A Indicating GO enrichment of positive and negative overlapped genes between DS and NDS (a, c), and indicating the relationships between identified genes and top five significant pathways (b, d). B Indicating KEEG enrichment and the relationships between identified genes and significant pathways. C Indicating genes expression differences and spatio-temporal expression patterns of the identified key genes. Each changing curve represents the change in gene expression throughout the lifespan. The box plot represents differences in gene expression of these two key genes in schizophrenia patients compared with healthy controls (Note: the box plot is from SZDB, http://www.szdb.org/). p < 0.001. DS deficit schizophrenia, NDS non-deficit schizophrenia, DSS differential stability score, WGCNA weighted gene co-expression network analysis, AHBA Allen Human Brain Atlas, SZDB A Database for Schizophrenia Genetic Research (http://www.szdb.org/), BP biological processes, CC cellular components, MF molecular function, OFC orbital prefrontal cortex, DFC dorsolateral prefrontal cortex, VFC ventrolateral prefrontal cortex, MFC medial prefrontal cortex, M1C primary motor (M1) cortex, S1C primary somatosensory (S1) cortex, IPC posterior inferior parietal cortex, A1C primary auditory (A1) cortex, STC superior temporal cortex, ITC inferior temporal cortex, V1C primary visual (V1) cortex. Note: all results show only results of significant enrichment.

Fig. 6. Enrichment of non-overlapped genes between DS and NDS and spatio-temproal patterns of identified key genes.

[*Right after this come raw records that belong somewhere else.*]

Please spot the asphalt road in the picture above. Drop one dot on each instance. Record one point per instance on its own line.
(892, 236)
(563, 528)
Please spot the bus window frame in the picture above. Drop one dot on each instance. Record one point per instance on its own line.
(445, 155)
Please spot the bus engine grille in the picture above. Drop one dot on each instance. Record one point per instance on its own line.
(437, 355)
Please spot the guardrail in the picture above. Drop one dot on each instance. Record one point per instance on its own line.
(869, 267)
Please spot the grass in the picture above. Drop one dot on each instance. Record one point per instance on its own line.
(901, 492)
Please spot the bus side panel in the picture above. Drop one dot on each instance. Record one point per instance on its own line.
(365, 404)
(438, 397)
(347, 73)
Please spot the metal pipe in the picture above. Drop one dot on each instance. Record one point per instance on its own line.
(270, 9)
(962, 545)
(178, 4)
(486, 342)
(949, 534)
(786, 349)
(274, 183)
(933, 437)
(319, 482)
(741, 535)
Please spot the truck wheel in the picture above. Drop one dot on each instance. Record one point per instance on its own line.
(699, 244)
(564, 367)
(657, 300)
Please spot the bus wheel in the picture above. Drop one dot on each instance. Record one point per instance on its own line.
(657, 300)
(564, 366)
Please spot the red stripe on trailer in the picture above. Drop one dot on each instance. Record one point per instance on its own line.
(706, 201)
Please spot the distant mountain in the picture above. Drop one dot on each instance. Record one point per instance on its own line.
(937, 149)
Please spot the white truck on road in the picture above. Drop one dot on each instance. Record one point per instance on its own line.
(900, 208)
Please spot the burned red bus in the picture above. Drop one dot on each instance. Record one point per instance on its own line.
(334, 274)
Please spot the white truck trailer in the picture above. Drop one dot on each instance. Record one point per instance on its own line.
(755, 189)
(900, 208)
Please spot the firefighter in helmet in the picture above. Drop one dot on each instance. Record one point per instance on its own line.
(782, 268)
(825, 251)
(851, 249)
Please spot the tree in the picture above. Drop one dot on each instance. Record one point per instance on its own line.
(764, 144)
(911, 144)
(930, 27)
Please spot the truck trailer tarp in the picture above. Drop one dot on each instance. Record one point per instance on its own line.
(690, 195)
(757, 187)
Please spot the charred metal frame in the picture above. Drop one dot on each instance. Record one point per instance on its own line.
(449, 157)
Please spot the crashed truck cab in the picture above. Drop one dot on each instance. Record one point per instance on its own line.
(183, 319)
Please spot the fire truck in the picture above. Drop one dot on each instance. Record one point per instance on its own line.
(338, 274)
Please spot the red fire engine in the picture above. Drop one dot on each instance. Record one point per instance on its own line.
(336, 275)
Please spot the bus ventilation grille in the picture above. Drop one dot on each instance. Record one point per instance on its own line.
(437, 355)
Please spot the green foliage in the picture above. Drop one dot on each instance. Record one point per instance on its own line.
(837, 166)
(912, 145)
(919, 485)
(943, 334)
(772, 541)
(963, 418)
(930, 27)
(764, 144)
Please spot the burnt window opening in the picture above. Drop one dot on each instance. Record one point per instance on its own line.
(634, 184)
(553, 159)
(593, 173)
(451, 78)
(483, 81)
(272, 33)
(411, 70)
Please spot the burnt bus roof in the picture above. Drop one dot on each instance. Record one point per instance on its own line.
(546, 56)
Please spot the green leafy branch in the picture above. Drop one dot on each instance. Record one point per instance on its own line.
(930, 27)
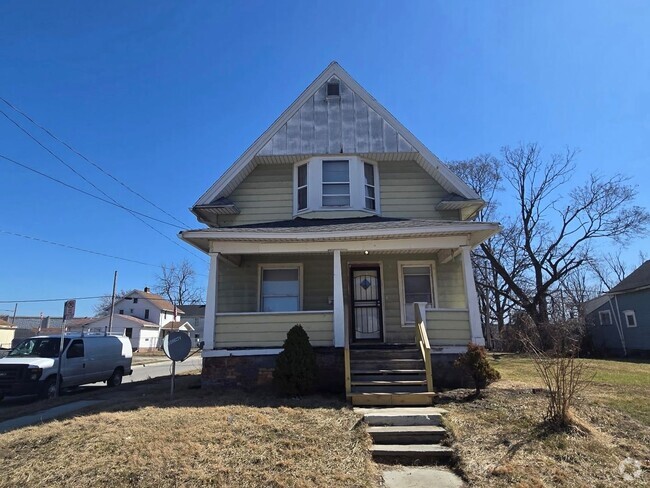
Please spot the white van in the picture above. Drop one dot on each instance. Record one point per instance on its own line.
(31, 367)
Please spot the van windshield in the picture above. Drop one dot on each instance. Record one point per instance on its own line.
(43, 347)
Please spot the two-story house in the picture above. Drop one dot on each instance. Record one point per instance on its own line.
(337, 218)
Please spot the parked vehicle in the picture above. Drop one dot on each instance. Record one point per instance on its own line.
(31, 367)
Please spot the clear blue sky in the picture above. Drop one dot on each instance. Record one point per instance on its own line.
(166, 95)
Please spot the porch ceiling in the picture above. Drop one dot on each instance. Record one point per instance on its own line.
(321, 235)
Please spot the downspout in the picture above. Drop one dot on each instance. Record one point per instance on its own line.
(619, 328)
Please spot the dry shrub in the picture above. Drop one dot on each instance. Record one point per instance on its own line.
(562, 374)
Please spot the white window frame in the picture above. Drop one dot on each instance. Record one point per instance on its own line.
(434, 286)
(609, 317)
(627, 314)
(356, 182)
(260, 270)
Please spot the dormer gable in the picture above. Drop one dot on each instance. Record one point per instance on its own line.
(334, 123)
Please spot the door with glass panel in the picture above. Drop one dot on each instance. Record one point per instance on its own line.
(365, 287)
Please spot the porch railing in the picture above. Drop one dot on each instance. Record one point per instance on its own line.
(422, 341)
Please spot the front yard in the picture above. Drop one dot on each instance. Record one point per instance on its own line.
(501, 441)
(138, 437)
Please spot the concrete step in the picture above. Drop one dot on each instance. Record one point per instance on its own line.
(402, 416)
(423, 452)
(410, 434)
(391, 399)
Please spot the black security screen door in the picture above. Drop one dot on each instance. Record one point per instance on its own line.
(365, 286)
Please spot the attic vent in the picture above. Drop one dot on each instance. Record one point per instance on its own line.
(333, 89)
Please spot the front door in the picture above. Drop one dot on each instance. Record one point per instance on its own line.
(365, 289)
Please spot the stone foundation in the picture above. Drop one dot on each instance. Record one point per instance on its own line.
(250, 372)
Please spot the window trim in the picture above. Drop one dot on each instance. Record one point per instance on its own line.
(434, 286)
(260, 269)
(600, 317)
(356, 184)
(627, 314)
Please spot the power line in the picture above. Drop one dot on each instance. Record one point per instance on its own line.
(114, 202)
(74, 248)
(40, 173)
(97, 166)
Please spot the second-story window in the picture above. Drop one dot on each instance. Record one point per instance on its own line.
(336, 183)
(302, 187)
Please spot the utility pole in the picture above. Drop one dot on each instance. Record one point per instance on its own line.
(110, 317)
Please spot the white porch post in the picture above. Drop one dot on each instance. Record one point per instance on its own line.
(338, 315)
(211, 302)
(472, 298)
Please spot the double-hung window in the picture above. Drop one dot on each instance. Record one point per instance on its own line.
(280, 289)
(416, 285)
(336, 183)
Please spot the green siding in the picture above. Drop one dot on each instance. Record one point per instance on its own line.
(406, 191)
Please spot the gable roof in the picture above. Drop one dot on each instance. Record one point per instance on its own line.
(382, 133)
(158, 301)
(637, 279)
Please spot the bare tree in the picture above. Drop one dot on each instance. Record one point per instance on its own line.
(554, 233)
(177, 283)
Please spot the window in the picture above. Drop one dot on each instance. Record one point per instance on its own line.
(280, 289)
(416, 285)
(630, 318)
(333, 89)
(302, 187)
(76, 349)
(605, 317)
(369, 183)
(336, 183)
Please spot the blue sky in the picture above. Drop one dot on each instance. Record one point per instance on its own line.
(166, 95)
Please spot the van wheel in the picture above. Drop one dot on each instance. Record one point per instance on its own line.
(49, 389)
(115, 379)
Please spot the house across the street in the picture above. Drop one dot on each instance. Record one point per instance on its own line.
(339, 219)
(619, 321)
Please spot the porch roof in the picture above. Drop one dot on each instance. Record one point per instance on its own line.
(336, 230)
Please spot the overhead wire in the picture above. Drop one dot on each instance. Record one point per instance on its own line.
(88, 160)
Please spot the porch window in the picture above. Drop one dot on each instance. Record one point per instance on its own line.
(605, 317)
(416, 285)
(630, 318)
(336, 183)
(280, 290)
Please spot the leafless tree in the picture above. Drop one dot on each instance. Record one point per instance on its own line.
(177, 283)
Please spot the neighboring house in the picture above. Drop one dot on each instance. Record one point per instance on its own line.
(7, 332)
(337, 218)
(195, 315)
(619, 321)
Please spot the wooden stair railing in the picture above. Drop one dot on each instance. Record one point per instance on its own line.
(422, 341)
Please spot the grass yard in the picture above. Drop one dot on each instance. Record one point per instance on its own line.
(141, 438)
(501, 440)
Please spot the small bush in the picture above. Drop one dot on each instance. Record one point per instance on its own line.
(295, 368)
(476, 362)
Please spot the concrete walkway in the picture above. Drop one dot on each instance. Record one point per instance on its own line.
(424, 477)
(45, 415)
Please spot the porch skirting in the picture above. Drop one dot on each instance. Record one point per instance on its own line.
(254, 371)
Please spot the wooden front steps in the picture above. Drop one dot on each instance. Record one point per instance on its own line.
(388, 376)
(407, 434)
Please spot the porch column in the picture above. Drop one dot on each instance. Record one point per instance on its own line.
(211, 302)
(338, 315)
(472, 298)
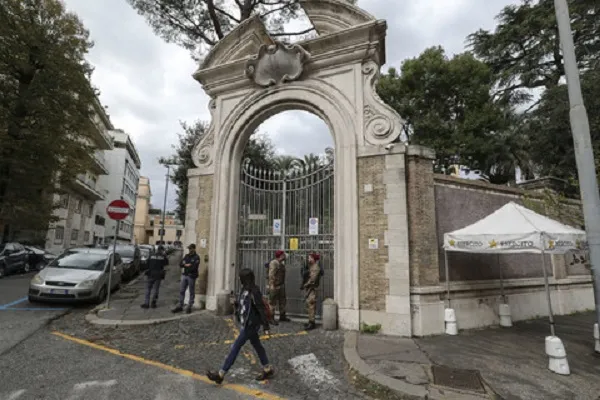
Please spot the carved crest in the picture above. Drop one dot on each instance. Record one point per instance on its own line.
(277, 63)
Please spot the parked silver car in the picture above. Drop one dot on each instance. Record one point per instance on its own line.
(79, 274)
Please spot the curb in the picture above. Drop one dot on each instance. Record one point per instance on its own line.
(93, 318)
(358, 364)
(407, 390)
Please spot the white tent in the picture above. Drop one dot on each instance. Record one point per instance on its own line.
(515, 229)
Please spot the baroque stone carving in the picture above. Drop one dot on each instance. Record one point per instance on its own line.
(382, 125)
(277, 63)
(202, 154)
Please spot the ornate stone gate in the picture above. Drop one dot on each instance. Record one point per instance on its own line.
(250, 77)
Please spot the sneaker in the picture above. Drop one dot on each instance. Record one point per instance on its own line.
(310, 326)
(265, 374)
(215, 377)
(177, 309)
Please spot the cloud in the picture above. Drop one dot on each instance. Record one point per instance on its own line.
(147, 84)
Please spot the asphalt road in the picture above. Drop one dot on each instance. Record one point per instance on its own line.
(37, 364)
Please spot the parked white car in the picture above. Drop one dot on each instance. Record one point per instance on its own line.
(79, 274)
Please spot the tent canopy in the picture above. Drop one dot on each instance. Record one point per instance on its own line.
(515, 229)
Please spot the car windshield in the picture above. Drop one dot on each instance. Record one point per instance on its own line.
(79, 260)
(126, 252)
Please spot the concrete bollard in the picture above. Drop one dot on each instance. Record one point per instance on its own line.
(596, 338)
(450, 319)
(224, 306)
(329, 315)
(505, 315)
(557, 356)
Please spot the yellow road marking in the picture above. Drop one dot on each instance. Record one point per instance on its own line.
(258, 394)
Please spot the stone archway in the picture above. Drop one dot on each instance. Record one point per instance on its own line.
(332, 76)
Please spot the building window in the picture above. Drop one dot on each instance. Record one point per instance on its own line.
(59, 234)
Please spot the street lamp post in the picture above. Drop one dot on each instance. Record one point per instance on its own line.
(584, 154)
(162, 231)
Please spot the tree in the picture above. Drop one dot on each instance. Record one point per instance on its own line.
(197, 25)
(524, 50)
(548, 128)
(45, 107)
(447, 105)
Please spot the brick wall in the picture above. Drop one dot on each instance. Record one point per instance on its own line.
(372, 225)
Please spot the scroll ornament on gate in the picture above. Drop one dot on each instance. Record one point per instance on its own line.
(202, 154)
(382, 124)
(277, 63)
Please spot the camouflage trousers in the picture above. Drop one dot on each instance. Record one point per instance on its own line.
(277, 298)
(311, 304)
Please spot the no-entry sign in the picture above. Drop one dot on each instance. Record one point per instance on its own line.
(118, 210)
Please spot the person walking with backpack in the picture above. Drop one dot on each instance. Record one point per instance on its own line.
(311, 284)
(251, 313)
(277, 295)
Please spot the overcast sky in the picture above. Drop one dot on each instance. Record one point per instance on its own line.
(148, 88)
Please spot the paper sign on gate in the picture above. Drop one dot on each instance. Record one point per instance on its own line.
(276, 227)
(313, 226)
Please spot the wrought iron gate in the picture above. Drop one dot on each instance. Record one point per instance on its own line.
(292, 211)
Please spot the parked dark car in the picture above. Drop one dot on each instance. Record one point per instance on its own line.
(131, 256)
(13, 259)
(38, 258)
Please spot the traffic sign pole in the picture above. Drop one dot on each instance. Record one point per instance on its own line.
(117, 210)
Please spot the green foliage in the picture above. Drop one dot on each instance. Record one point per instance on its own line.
(199, 25)
(45, 107)
(447, 105)
(524, 51)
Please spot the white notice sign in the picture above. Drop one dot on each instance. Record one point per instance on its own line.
(313, 226)
(373, 244)
(276, 227)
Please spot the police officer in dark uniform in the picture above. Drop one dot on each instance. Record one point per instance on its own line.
(155, 273)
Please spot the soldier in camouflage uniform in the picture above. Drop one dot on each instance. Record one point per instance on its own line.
(277, 294)
(310, 286)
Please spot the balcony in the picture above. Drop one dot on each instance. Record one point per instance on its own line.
(99, 163)
(86, 188)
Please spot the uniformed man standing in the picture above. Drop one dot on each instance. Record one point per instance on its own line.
(155, 273)
(190, 265)
(310, 286)
(277, 294)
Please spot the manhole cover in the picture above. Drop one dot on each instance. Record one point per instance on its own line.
(463, 379)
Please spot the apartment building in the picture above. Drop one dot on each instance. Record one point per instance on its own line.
(124, 164)
(81, 221)
(142, 232)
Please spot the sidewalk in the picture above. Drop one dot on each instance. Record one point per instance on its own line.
(125, 303)
(493, 363)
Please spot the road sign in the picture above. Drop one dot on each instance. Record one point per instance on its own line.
(118, 210)
(313, 226)
(276, 227)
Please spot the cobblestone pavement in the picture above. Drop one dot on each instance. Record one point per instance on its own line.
(308, 365)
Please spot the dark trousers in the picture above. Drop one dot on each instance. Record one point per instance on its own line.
(152, 284)
(187, 282)
(244, 336)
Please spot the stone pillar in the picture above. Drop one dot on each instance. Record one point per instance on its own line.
(383, 240)
(427, 310)
(197, 226)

A-a, c Indicating GO enrichment of positive and negative non-overlapped genes between DS and NDS. A-b, d Indicating the relationships between identified genes and top five significant pathways. B Indicating KEEG enrichment and the relationships between identified genes and significant pathways. C Indicating disease-related genes enrichment and the relationships between identified genes and significant pathways. D Indicating genes expression differences and spatio-temporal expression patterns of the identified key genes. Each changing curve represents the change in gene expression throughout the lifespan. The box plot represents differences in gene expression of these two key genes in schizophrenia patients compared with healthy controls (note: the box plot is from SZDB, http://www.szdb.org/). p < 0.001. DS deficit schizophrenia, NDS non-deficit schizophrenia, DSS differential stability score, WGCNA weighted gene co-expression network analysis, AHBA Allen Human Brain Atlas, SZDB A Database for Schizophrenia Genetic Research (http://www.szdb.org/), OFC orbital prefrontal cortex, DFC dorsolateral prefrontal cortex, VFC ventrolateral prefrontal cortex, MFC medial prefrontal cortex, M1C primary motor (M1) cortex, S1C primary somatosensory (S1) cortex, IPC posterior inferior parietal cortex, A1C primary auditory (A1) cortex, STC superior temporal cortex, ITC inferior temporal cortex, V1C primary visual (V1) cortex. Note: all results show only results of significant enrichment.